А день начался особенно плохо. С утра Леонид Павлович, на рубашке пятно обнаружив, взорвался и домработницу со скандалом прогнал. Теперь Евдокия вместо приятной беседы с Евой вынуждена была чистить ковры, чем и занималась с девяти утра и до обеда. Чистила бы и до вечера (и было что!), но позвонил Борис.
— Дуняша, срочно беги сюда! — приказал он зловещим шепотом.
— Сюда, это куда? — спросила Евдокия. — Боб, ты где?
Брат доложил:
— Я у Евы.
Евдокия не удивилась, поскольку отношения между подругой и братом становились день ото дня серьезней. Она лишь спросила:
— А почему не Ева, а ты мне звонишь?
— Слушай, — рассердился Борис, — ты можешь хоть раз в жизни подчиниться мне без вопросов?

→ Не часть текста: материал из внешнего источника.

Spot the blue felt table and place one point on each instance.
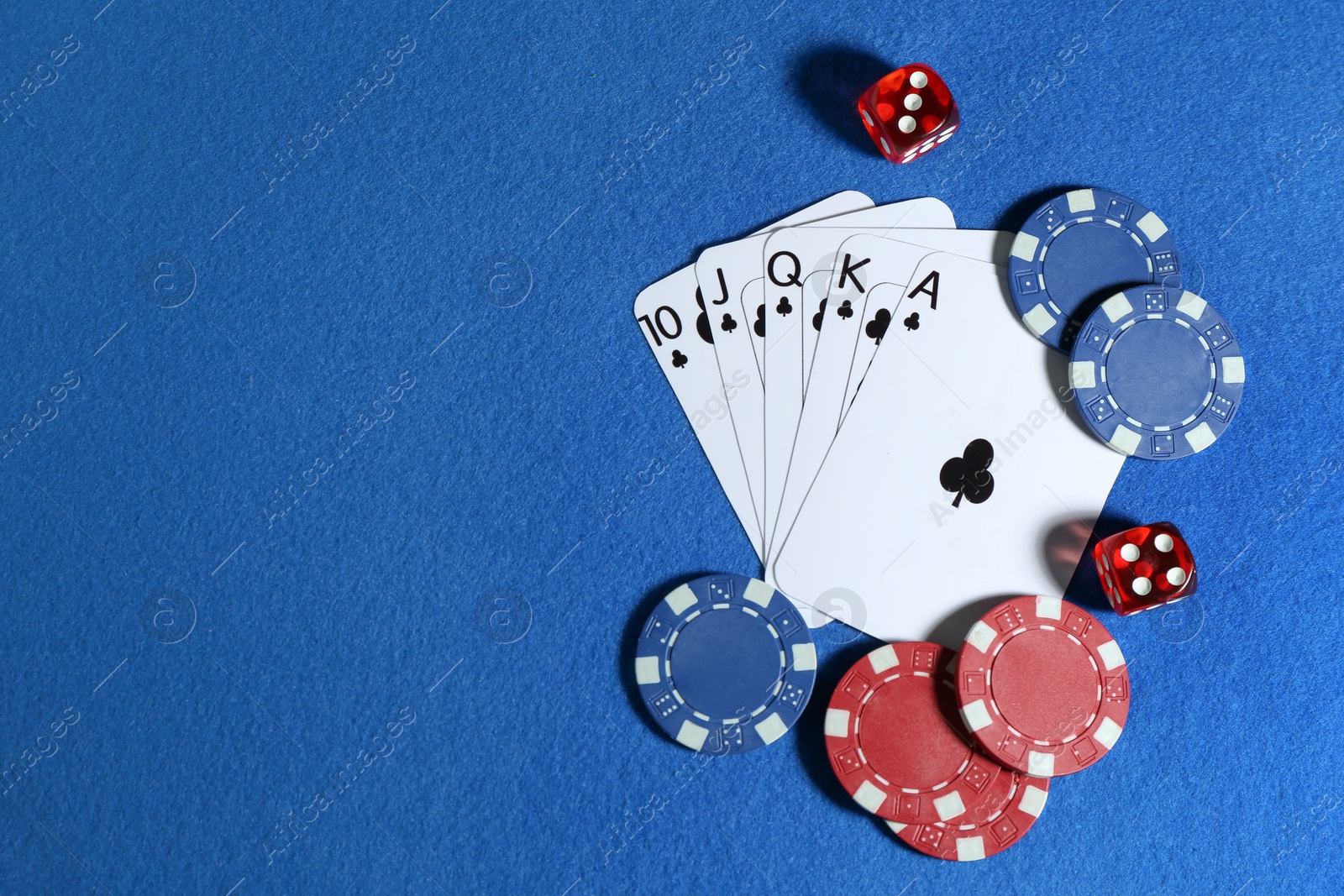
(336, 473)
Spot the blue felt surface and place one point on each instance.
(539, 452)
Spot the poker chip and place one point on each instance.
(985, 835)
(1043, 687)
(895, 741)
(725, 664)
(1079, 249)
(1156, 372)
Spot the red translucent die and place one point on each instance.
(1146, 567)
(909, 112)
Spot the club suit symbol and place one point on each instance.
(969, 474)
(877, 328)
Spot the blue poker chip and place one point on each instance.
(725, 664)
(1079, 249)
(1156, 372)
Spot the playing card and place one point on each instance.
(953, 472)
(797, 264)
(866, 348)
(729, 271)
(669, 313)
(860, 293)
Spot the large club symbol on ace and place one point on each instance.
(969, 474)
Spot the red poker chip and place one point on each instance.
(984, 835)
(895, 741)
(1043, 687)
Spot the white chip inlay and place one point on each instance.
(971, 849)
(759, 593)
(1110, 656)
(1108, 732)
(870, 797)
(1025, 246)
(1200, 437)
(837, 723)
(1126, 439)
(1152, 228)
(1191, 305)
(647, 671)
(692, 735)
(1117, 307)
(772, 728)
(980, 636)
(884, 658)
(1081, 201)
(1032, 801)
(949, 806)
(1041, 765)
(680, 600)
(976, 715)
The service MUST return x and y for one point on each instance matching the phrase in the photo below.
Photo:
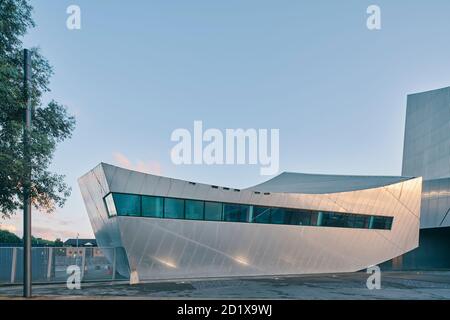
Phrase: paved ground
(395, 285)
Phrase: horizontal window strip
(131, 205)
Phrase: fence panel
(49, 264)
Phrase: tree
(51, 123)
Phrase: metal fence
(49, 264)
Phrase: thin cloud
(152, 167)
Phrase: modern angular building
(427, 153)
(291, 224)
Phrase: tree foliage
(51, 123)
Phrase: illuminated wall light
(241, 260)
(170, 264)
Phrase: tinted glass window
(300, 218)
(173, 208)
(278, 216)
(194, 210)
(152, 207)
(110, 205)
(127, 204)
(235, 212)
(261, 214)
(213, 211)
(381, 223)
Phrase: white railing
(49, 264)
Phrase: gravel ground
(394, 285)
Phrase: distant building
(80, 243)
(427, 153)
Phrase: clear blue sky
(137, 70)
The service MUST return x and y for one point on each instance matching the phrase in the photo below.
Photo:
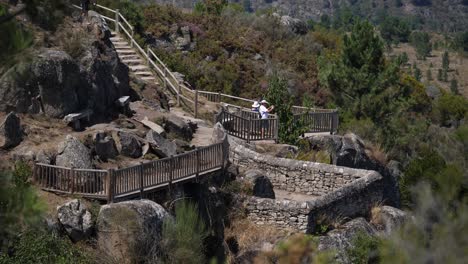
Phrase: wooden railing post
(148, 56)
(117, 18)
(249, 128)
(140, 172)
(179, 90)
(197, 153)
(72, 178)
(110, 185)
(196, 103)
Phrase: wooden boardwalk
(121, 184)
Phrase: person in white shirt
(264, 111)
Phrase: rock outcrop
(11, 133)
(61, 80)
(124, 229)
(129, 145)
(339, 240)
(75, 219)
(73, 153)
(161, 146)
(262, 186)
(178, 126)
(105, 147)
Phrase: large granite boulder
(129, 145)
(219, 133)
(59, 83)
(73, 153)
(387, 218)
(161, 146)
(262, 186)
(124, 229)
(11, 133)
(339, 240)
(178, 126)
(75, 219)
(105, 147)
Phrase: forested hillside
(439, 15)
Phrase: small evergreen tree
(445, 61)
(439, 75)
(417, 73)
(429, 75)
(454, 86)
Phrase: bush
(182, 238)
(43, 247)
(364, 249)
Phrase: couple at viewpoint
(263, 111)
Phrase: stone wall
(304, 177)
(342, 192)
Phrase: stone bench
(74, 118)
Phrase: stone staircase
(132, 59)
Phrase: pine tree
(429, 75)
(454, 86)
(417, 73)
(439, 75)
(445, 61)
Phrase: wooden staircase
(132, 59)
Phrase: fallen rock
(388, 218)
(11, 133)
(339, 240)
(73, 153)
(178, 126)
(124, 228)
(129, 145)
(262, 186)
(218, 133)
(104, 146)
(161, 146)
(75, 219)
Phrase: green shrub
(43, 247)
(364, 249)
(182, 238)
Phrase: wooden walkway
(121, 184)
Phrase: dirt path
(202, 136)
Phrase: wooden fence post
(72, 178)
(148, 56)
(117, 18)
(249, 128)
(110, 186)
(179, 90)
(196, 103)
(197, 153)
(141, 179)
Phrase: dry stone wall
(341, 192)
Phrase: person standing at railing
(264, 111)
(255, 107)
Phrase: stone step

— Наверное, могу, — предположила она.
— Вот и попробуй! — рявкнул Борис и, не объясняясь, повесил трубку.
Что ж, деваться некуда — Евдокия села в машину и помчала к подруге.
Несказанно она удивилась, обнаружив в квартире Евы одного только брата.
— А где же Евусик? — спросила она.
— Ева в консерватории, — раздраженно ответил Борис и потащил Евдокию к роялю. — Смотри, — сказал он, тыча пальцем в белые клавиши.
Там багровело пятно.
Евдокия попятилась и ужаснулась:
— Снова кровь?!
— Разве не видишь? — ядовито спросил Борис.
— Вижу, но когда она появилась?
Борис резко пожал плечами, словно его передернуло, и проворчал:
— Заметил кровь только что, а когда появилась не знаю.
Нервно взъерошив волосы, он вдруг матюкнулся и забегал по комнате, рассеянно бормоча: «Черт, черт, черт…» Казалось, он вообще забыл про сестру.
Евдокия видела, что брат не в себе, но задавать вопросы уже опасалась, поскольку боялась нарваться на грубость. Она, с изумлением глядя на Боба, усердно припоминала когда он так грубо ругался в последний раз, если вообще так ругался — память что-либо подобное предоставлять не спешила.
Боб бегал по комнате — растерянная Евдокия стояла — и все было бы ничего, когда бы не те ковры, которые дома остались, мокрые и недомытые. Из-за них-то она и не выдержала.
— Боб, зачем ты меня позвал? — в конце концов спросила она.
Брат резко остановился, глянул на сестру совершенно безумным взглядом и прошептал:
— Ты только не пугайся, Дуняша, но я, кажется, знаю кто настоящий маньяк.
От слов его Евдокию словно током прошило.
— Кто? — выдохнула она и присела на кончик стула.